Looks like LetsEncrypt will soon start issuing IP address certificates:
Getting ready to issue IP address certificates - Issuance Tech - Let’s Encrypt Community (See also HN discussion.)
Thoughts?
The first thing that came to my mind is that if Caddy requests IP certs by default and supports ESNI/ECH, then Caddy could be among the first human-scale SNI web servers to support https connections where all its domains are kept private.
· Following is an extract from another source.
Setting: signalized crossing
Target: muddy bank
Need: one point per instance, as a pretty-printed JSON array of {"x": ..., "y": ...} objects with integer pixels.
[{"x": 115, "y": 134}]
IP certs will be interesting for sure.
I’m not sure I follow entirely: can you elaborate?
Note that: Caddy already obtains certificates for IP addresses (currently it issues them itself, using its internal issuer, unless configured otherwise). ECH can’t be enabled by default since it requires DNS provider credentials.
ECH is cool but it’s not that helpful unless you are cloudflare serving thousands of domains from a single host and clients already know you host another domain. But with ubiquitous ip address certificates clients could conceivably connect to all hosts with ECH with the ip address of the host as the SNI name, allowing them to hide the real domain in ECH.
So I’m assuming ECH could work with ip address certificates like this (edited from cloudflare’s ECH Protocol page):
ECH can’t be enabled by default since it requires DNS provider credentials.
I’m not sure I follow.
Just that you were suggesting that:
if Caddy requests IP certs by default and supports ESNI/ECH, then Caddy could be among the first human-scale SNI web servers to support https connections where all its domains are kept private.
and this is a cool idea for sure, what I mean is that you’d have to add DNS credentials to your config to make it work, so it couldn’t be “by default” like we can serve HTTPS by default.